Cronaca

L'ex maresciallo Dioguardi: 'I documenti ci sono ancora'

'Bisogna saperli cercare'. Il militare era in servizio quella notte

Ustica: cosa accadde la sera del 27 giugno 1980

Redazione Ansa

Si chiama Giuseppe Dioguardi e quella notte d'estate del 1980, quando un Dc9 precipitò in mare sui cieli di Ustica, aveva appena 19 anni, uno tra i più giovani in servizio nella sala operativa della Prima regione aerea a Milano. Ricorda tutto di quei momenti, le comunicazioni, i messaggi, la tensione e l'allarme. A distanza di 43 anni dalla strage costata la vita a 81 persone, l'ex maresciallo dell'aeronautica torna a parlare, come aveva già fatto nel 2013, dopo essere stato sentito dai magistrati ma, soprattutto, dopo essersi 'liberato' del nullaosta di sicurezza che non gli consentiva, in quanto militare, di poter parlare di quello che era successo quella notte.

"Finalmente anche Amato conferma quanto dissi io stesso dieci anni fa", dice intervistato dall'ANSA aggiungendo che "i documenti dell'epoca ci sono ancora, bisognerebbe solo saperli cercare nel modo corretto". Oggi Dioguardi ha 62 anni e una vita passata in divisa. Una carriera militare lunghissima che più volte si è intrecciata al caso Ustica, sin da quel 27 giugno del 1980, quando ha seguito minuto per minuto quanto stava accadendo sui cieli italiani. "Quella notte in volo c'erano i due Mirage e un Tomcat - ricorda -, i nostri lo avevano segnalato ma è stato dato l'ordine di silenzio assoluto. Un silenzio ripagato in alcuni casi con avanzamenti di carriera fuori dal comune e promozioni mai viste. Quando sento che Tricarico dice di sentirsi sotto attacco, vorrei ricordare che all'epoca era al terzo reparto dello Stato maggiore, quello cioè che viene informato di qualsiasi velivolo o transito. non poteva non sapere". Negli anni successivi ha lavorato nelle segreterie di numerosi ministri della Difesa, compreso Giovanni Spadolini, al quale consegnò personalmente il rapporto del Sismi sull'incidente. "Lo aveva chiesto lui che fossi io a portarglielo, si fidava ciecamente di me - racconta -. Ricordo ancora la sua espressione, sbatté i pugni sul tavolo, era infuriato. Io stesso lessi quel documento, di sette-otto pagine. Era l'aggiustamento della verità da parte degli ufficiali ordinata da qualcuno molto in alto". L'ex maresciallo, oggi in pensione nella sua Bari, ripercorre la notte della strage, fin dalla prima segnalazione sulla presenza di voli cosiddetti speciali sui cieli d'Italia, "sulla rotta che portava dalla ex Jugoslavia alla Libia".

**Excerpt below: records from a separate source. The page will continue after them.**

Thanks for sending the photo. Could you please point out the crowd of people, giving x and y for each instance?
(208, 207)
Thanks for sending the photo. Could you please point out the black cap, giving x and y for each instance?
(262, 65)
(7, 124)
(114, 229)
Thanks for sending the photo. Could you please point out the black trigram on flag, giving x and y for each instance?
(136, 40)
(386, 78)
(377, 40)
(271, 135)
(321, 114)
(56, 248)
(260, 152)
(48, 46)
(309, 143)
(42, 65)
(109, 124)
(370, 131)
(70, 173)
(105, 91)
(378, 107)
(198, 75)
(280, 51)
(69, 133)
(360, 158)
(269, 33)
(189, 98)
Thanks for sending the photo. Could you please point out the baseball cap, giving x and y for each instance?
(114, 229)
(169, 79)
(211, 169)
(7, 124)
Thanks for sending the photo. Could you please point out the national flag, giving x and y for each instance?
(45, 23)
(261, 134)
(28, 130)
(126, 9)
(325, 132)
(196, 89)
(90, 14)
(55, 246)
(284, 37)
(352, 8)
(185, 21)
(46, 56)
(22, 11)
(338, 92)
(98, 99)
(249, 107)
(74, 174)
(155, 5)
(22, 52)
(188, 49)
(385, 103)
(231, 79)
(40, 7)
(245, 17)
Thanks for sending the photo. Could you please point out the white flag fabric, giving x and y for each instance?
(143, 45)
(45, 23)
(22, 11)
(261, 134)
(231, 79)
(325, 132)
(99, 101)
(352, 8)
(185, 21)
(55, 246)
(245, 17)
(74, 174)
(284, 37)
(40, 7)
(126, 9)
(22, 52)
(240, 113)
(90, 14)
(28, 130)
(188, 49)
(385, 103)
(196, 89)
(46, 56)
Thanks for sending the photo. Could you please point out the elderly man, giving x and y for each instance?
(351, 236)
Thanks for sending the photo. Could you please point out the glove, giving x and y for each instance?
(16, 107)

"Si alzarono in volo i caccia intercettori da Grosseto, su input del centro Radar di difesa aerea di Poggio Ballone, che lanciarono l'allarme - ricorda -, poi ricevettero l'ordine di rientrare". A bordo dei due F-104 c'erano Mario Naldini e Ivo Nutarelli, i due piloti delle Frecce Tricolore morti nel 1988 in un incidente durante una manifestazione a Ramstein, in Germania. Una delle tanti "morti sospette", come sottolinea Dioguardi, che il caso Ustica si porta dietro. "Quando venne fornito all'epoca l'elenco su chi avesse informazioni sulla strage di Ustica - sottolinea -, l'unico ancora in vita ero io. Gli altri erano tutti morti o per cause naturali o per strani incidenti". Sta di fatto che oggi le parole di Giuliano Amato hanno riaperto di nuovo il caso e da più parti si è alzato il coro per cercare i documenti che accertino quanto sostenuto dall'ex premier. "Ci sono tantissimi documenti classificati - spiega Dioguardi -, come quelli che certificano la presenza di un aereo libico e uno francese quella notte". Entrambi i velivoli, infatti, si sarebbero fermati a far rifornimento di carburante in due aeroporti italiani, come certificherebbero alcuni verbali. "Ma esistono anche i messaggi classificati, come i tantissimi telegrammi inviati e arrivati quella notte, la cui copia non può essere distrutta - conclude Dioguardi -. E quel giorno tutti sapevano cosa era successo, ma è stato ordinato loro il silenzio". Un silenzio che creò quel "muro di gomma" sul quale oggi potrebbe essersi formata, finalmente, una crepa.